How consumers really view the role of AI

Dan Berthiaume
Senior Editor, Technology
AI concept
Consumers accept AI for some purposes.

A new survey provides a detailed look at the way U.S. consumers view the role of artificial intelligence (AI) in shopping and other areas of their lives.

Slightly more than half (52%) of respondents believe that AI will have a major impact on their lives in the next five years, according to a recent survey of roughly 2,200 U.S. adults from SurveyMonkey. 

Nine in 10 respondents prefer humans to AI for customer service, claiming humans better understand their needs, provide more thorough explanations and more options, and are less likely to frustrate. Respondents are split on whether they think they can tell when they are interacting with an AI chatbot (54% are confident) or identify AI-generated content (47% are confident).

Younger respondents are much more confident. Two-thirds of respondents ages 18-34 think they can identify AI chatbots (66%) or AI-generated content (59%), compared with those ages 35-64 (55% and 49%) and ages 65 and up (34% and 28%).

Varied feelings toward AI-based customer experience

Two-thirds (65%) of respondents would be comfortable using AI to help with retail-related tasks such as ordering food or beverages, while 59% would be comfortable using AI to assist in returning an item (59%).

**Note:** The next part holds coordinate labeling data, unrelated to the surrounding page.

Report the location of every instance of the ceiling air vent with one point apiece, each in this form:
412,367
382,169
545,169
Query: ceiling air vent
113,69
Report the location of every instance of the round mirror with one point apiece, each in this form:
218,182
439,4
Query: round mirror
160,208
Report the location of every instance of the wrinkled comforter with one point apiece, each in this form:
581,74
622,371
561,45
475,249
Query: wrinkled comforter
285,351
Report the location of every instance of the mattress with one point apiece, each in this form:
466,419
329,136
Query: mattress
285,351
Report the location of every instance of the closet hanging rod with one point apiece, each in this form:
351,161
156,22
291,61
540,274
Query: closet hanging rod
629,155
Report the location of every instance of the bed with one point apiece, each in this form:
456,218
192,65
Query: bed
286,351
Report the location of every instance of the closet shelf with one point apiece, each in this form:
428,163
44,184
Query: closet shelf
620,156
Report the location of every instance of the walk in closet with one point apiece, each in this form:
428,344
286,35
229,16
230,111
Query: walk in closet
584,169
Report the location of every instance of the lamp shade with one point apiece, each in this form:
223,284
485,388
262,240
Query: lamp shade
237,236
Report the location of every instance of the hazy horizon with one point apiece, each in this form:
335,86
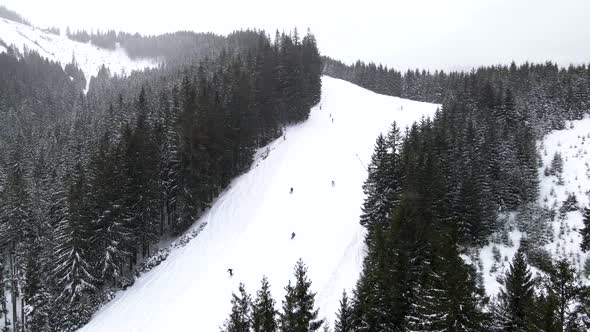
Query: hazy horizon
427,34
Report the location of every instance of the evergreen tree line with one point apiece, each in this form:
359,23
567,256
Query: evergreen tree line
172,48
89,183
549,94
438,192
298,313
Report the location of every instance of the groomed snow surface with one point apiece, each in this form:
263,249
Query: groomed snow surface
61,49
249,227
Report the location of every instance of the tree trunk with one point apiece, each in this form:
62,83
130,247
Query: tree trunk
13,285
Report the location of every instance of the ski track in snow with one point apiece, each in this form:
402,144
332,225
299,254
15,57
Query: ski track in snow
249,226
61,49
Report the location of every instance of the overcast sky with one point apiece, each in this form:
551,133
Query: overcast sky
447,34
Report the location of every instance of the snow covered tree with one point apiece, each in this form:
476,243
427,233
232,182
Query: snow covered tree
566,289
240,319
515,310
585,232
299,314
263,310
72,272
344,318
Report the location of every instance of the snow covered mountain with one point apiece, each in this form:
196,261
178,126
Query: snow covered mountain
249,227
62,49
562,238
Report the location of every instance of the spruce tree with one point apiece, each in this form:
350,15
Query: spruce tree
585,232
240,319
344,318
263,310
566,289
299,314
515,311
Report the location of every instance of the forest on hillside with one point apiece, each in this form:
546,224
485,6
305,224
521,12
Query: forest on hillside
439,190
90,182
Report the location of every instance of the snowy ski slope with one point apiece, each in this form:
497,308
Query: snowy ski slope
249,227
61,49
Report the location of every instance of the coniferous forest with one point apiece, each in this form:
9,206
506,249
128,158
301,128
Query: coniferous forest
92,180
437,190
89,182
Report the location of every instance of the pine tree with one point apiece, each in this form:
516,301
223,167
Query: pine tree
515,311
566,289
448,300
344,319
585,232
263,310
72,272
240,317
299,314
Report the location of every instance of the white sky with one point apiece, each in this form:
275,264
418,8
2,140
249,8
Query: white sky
447,34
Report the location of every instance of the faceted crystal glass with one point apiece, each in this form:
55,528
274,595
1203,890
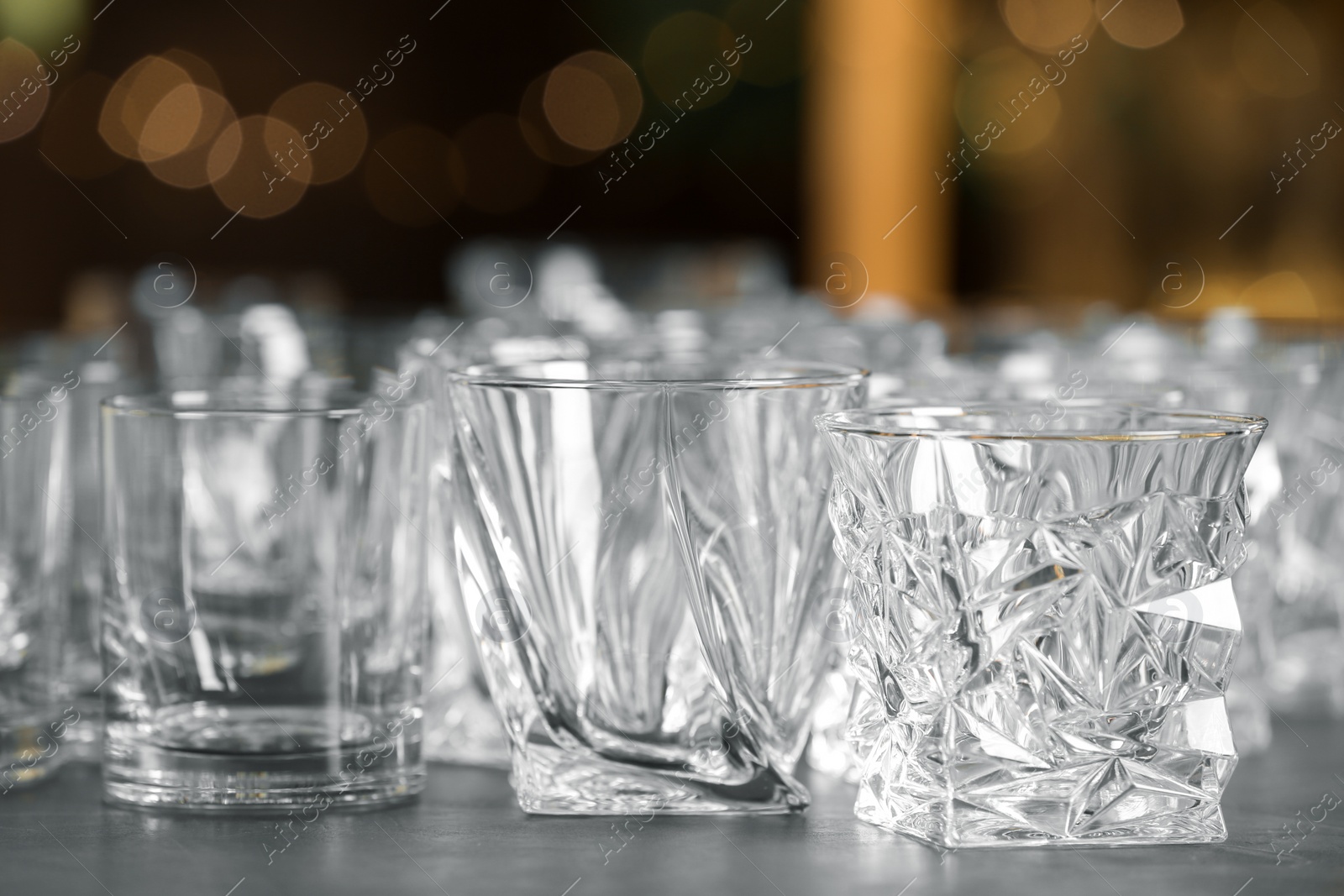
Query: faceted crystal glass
645,558
1043,617
264,625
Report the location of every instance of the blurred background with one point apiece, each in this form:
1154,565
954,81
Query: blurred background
1018,159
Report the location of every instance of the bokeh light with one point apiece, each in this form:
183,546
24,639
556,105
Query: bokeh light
591,100
333,125
1142,23
24,96
1287,65
197,69
42,23
190,168
1046,24
1008,107
259,167
1281,295
172,123
414,176
71,134
537,129
134,98
501,172
678,60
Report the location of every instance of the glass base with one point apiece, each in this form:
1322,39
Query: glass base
234,761
981,829
553,782
29,752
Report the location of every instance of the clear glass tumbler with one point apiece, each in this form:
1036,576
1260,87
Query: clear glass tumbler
1045,618
35,726
264,627
645,558
461,725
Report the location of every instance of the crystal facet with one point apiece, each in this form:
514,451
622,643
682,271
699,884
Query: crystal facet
1045,621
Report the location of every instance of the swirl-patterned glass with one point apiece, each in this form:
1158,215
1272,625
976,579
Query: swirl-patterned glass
645,557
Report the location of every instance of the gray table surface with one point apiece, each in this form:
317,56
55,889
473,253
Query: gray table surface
467,836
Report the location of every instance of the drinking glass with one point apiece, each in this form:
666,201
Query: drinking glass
264,627
831,752
644,553
461,725
35,726
1045,618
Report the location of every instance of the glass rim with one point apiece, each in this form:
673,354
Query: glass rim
803,375
1200,423
217,403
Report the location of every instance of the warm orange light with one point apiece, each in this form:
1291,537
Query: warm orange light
333,127
537,129
501,174
24,96
198,69
71,134
878,130
1142,23
1046,24
134,98
414,176
172,123
188,167
591,100
259,167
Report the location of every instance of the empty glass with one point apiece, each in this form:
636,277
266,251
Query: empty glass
1045,618
264,627
35,726
461,725
645,558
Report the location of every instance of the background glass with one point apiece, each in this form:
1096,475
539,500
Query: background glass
35,727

But overall, more than half (56%) of respondents have negative feelings about companies using AI as part of the customer experience. Those age 65 and up are more likely to have these negative feelings (72%) compared with those ages 18-34 (41%) and 35-64 (58%).

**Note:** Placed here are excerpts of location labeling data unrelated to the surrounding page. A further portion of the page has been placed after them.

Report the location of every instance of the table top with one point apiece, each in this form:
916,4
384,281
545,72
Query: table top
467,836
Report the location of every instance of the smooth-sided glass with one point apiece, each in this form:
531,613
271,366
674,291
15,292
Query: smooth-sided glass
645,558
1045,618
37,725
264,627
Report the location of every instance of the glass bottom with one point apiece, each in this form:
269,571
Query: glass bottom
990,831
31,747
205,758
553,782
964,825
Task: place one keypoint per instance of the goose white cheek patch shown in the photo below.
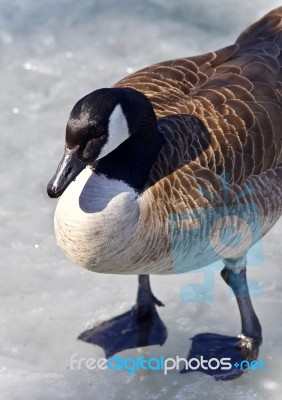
(118, 131)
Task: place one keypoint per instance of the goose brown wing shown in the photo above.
(234, 98)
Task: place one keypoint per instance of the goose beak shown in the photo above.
(68, 169)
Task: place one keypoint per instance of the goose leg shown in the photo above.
(138, 327)
(240, 350)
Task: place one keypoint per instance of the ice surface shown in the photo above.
(53, 53)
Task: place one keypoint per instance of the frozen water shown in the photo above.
(53, 53)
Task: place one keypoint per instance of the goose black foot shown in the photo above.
(240, 351)
(211, 348)
(138, 327)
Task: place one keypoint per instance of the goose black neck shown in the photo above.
(132, 160)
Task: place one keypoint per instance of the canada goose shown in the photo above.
(157, 168)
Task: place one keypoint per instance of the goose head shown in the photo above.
(98, 124)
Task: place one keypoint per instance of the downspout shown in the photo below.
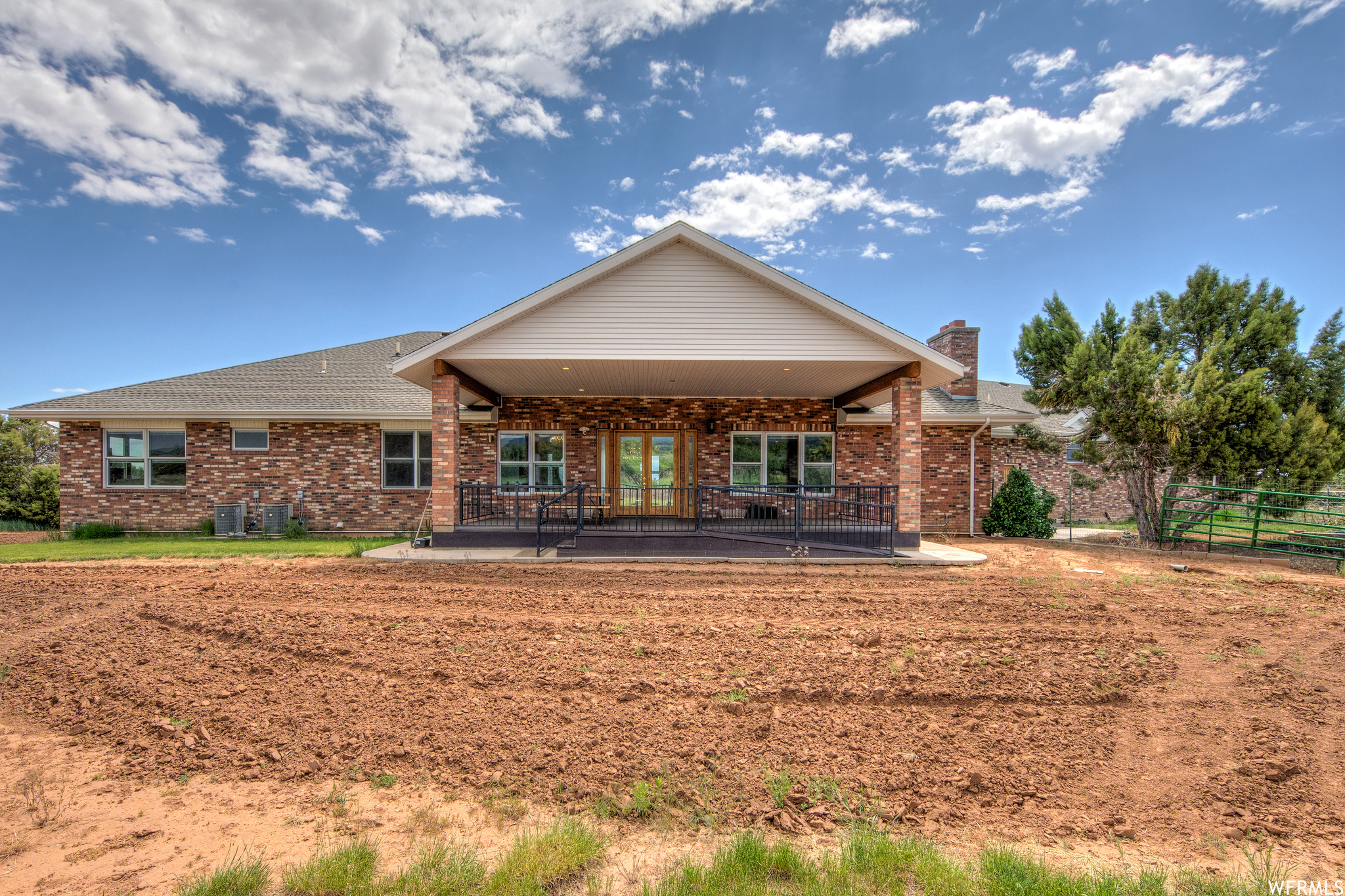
(971, 528)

Sentiment also varies by race and by income. White respondents are more likely to feel negatively (64%) than Black (40%) or Hispanic (39%) respondents, and those with higher incomes between $50-99,000 and $100,000 or more are more likely to have negative feelings (61%) than those with lower incomes (48%).

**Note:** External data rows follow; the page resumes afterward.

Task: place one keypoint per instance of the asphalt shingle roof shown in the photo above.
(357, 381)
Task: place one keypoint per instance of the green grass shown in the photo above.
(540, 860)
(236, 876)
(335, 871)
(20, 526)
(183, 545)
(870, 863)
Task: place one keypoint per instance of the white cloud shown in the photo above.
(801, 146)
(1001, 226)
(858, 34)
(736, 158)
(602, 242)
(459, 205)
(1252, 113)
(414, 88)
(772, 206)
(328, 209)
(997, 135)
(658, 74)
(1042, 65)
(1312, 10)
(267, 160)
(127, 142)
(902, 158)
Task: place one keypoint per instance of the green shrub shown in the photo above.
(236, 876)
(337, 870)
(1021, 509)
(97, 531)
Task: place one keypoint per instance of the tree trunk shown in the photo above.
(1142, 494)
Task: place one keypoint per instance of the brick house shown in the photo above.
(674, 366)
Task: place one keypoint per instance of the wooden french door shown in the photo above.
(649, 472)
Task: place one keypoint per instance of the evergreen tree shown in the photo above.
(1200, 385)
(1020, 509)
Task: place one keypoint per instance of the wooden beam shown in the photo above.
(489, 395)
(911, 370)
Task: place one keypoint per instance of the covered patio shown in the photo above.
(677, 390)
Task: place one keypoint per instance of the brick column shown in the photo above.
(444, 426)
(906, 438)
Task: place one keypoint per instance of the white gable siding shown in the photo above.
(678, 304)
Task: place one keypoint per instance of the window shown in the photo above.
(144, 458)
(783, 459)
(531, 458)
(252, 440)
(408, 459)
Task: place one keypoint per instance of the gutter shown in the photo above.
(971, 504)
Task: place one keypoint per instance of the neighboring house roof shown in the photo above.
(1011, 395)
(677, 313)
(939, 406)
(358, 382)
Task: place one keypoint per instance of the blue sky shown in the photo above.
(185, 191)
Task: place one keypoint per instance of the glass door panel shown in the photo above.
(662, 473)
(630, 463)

Despite the negative sentiment, there are still some AI use cases that interest consumers. About half of respondents are interested in having AI help walk them through website or product features (52%) or find personalized deals (47%).

Fewer are interested in having AI provide personalized product recommendations (42%) or resolve customer service issues (35%). And across all four use cases, there is a divide in interest levels between Gen Z and older generations.

For example, two-thirds (66%) of Gen Z respondents are interested in website or product walk-throughs, compared with 55% of millennials, 52% of Gen X, 45% of boomers, and 38% of the Silent Generation.